Free text, CPRD and yet another threat to medical confidentiality

Thanks to Professor Julia Hippisley-Cox and Helen Wilkinson for pointing out that the Clinical Practice Research Datalink (CPRD) has extracted highly sensitive ‘free text’ from patients’ GP records without approval or fair processing.

Free text is your GP’s own notes, attached to the codes that are entered onto their computer systems. It can basically contain anything – names, highly sensitive personal details, medical and non-medical information about you or other people. Free text is for your doctor’s own use when providing you care, and to provide context that will help any other doctor you may see in future to provide you care.

See page 15 of CAG meeting minutes 3 October 2013 – 6a. CPRD – processing of free text information [CAG 6-06(a)/2013]

N.B. CAG is the Confidentiality Advisory Group, now based at the Health Research Authority, which advises the Secretary of State on the use of the extraordinary ‘Section 251‘ powers that allow the common law duty of confidence to be set aside so that patient identifiable information may be used without consent.

That free text has been extracted is confirmed by this presentation on Using free text in primary care research, on slide 55, which states:

“We plan to run FMA on free text within +/- 90 days of myocardial infarction [heart attack] for 2000 patients… Software will be run at CPRD without anonymisation”

(N.B. You will need to add .pdf to the filename of the file once downloaded in order to view it in Acrobat Reader.)

And this published study on BioMed Central suggests that GPRD (the General Practice Research Database) the precursor to CPRD, had been collecting free text for years.

Even more worrying is this statement on page 16 of the CAG minutes from 3/10/13:

“It was noted from the discussion that CPRD were seeking to progress solutions and were in discussion with those leading on the care.data mechanism.”

So CPRD had been using an out-of-date leaflet from 2008 to ‘notify’ patients about what it was doing and was in discussion with care.data leaders about using whatever ‘mechanism’ they were going to use to inform the public – which we now know was a junk mail leaflet!

If you even received a junk mail leaflet in January, did you see any mention of CPRD? Or any suggestion that your doctor’s private free text notes about you would be extracted? If you didn’t, why not check the leaflet out now. It says:

“Details that could identify you will be removed before your information is made available to others, such as those planning NHS services and approved researchers.

We sometimes release confidential information to approved researchers, if this is allowed by law and meets the strict rules that are in place to protect your privacy.”

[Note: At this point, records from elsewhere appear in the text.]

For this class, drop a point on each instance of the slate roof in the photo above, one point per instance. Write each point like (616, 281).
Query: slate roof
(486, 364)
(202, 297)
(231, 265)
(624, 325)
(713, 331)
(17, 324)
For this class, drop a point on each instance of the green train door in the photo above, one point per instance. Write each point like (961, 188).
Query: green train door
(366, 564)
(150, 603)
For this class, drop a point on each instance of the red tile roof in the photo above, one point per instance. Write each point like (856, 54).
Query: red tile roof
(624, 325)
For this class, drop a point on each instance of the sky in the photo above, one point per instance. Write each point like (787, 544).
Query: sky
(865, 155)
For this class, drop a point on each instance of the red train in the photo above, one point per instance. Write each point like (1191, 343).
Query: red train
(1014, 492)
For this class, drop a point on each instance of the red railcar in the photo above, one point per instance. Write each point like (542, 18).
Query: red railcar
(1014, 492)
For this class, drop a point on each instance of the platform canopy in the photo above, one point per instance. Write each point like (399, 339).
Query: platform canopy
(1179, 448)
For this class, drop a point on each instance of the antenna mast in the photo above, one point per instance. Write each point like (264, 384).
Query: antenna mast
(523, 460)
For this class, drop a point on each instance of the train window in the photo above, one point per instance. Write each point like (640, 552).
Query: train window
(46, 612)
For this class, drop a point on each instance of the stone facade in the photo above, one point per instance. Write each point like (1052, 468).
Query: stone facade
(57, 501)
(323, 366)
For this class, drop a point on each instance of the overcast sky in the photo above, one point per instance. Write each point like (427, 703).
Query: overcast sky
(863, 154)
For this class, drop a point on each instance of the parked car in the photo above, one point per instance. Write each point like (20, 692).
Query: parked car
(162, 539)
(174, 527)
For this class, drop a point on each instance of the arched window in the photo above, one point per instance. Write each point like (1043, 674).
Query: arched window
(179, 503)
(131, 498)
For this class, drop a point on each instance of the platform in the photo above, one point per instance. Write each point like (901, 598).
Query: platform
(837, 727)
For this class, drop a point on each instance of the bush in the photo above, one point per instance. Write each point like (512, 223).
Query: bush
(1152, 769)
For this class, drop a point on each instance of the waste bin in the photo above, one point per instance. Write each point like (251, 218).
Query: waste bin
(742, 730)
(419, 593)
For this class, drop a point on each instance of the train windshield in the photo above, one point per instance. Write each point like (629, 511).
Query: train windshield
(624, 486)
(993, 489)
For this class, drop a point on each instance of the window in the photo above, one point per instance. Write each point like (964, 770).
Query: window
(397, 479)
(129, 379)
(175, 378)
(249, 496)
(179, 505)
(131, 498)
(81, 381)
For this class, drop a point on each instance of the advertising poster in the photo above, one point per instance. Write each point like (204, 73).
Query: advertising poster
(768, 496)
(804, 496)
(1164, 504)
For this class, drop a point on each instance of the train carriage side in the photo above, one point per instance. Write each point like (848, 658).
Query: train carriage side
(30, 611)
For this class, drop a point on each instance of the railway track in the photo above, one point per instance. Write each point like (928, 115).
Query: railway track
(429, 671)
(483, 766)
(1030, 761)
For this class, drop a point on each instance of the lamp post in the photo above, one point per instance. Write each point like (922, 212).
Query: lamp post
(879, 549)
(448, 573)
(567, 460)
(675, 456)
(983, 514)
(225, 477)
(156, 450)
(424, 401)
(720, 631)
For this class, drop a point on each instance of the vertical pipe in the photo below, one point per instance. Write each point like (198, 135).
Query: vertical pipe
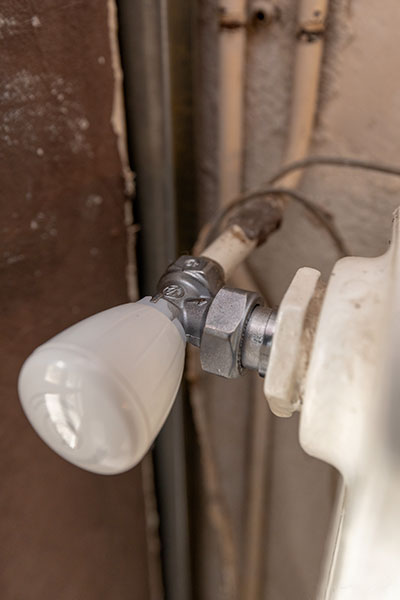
(145, 59)
(232, 47)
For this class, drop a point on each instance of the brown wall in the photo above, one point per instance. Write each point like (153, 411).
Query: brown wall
(64, 533)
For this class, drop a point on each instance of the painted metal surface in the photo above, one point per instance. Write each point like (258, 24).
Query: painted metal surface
(349, 419)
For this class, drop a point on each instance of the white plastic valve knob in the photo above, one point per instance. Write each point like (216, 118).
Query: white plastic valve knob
(99, 392)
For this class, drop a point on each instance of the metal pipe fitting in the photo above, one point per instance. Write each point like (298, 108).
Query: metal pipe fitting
(232, 327)
(189, 286)
(257, 339)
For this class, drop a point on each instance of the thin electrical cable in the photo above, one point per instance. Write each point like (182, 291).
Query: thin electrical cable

So, you have been lied to on at least two counts; details that could identify you (i.e. free text) clearly are not always removed before information has been made available to researchers, and confidential information has been ‘released’ unlawfully and without meeting these so-called “strict rules”.

Because, as the CAG minutes clearly state:

“The CAG agreed that the minimum criteria under the Regulations did not currently appear to be met, and therefore advised recommending deferral to the SofS and the Health Research Authority, to enable the following actions to take place to bring the application within the framework of the Regulations:

a. Fair processing actions to be progressed in conjunction with the Information Commissioner’s Office; assurance and approved patient information materials to be provided at the relevant time before any final approval could come into effect.

b. Revision of the application form to fully incorporate responses to the issues set out above. This was to include a cover paper to clearly show which sections reflected these responses within the application.

c. A favourable ethical opinion to be provided from a Research Ethics Committee on the revised application to be considered by the CAG.

d. A satisfactory level to be achieved within the IG Toolkit before any final approval could be provided; this could be carried out in parallel to CAG consideration of the application.”

So there you have it. Yet another way that sensitive patient information has been taken from GP records without consent or proper approval. And care.data leaders knew all about it.

The problems aren’t just limited to HSCIC, folks.

We’re not saying research shouldn’t happen – of course it should – but it must be done with proper consent and/or proper authorisation, e.g. Section 251 support, which CPRD clearly didn’t have and doesn’t have yet.

Please note: we are not suggesting that the researchers referred to in this post are necessarily at fault; they may simply have been using a ‘service’ provided by GPRD / CPRD, without knowing that the free text had not been gathered with consent or proper approval.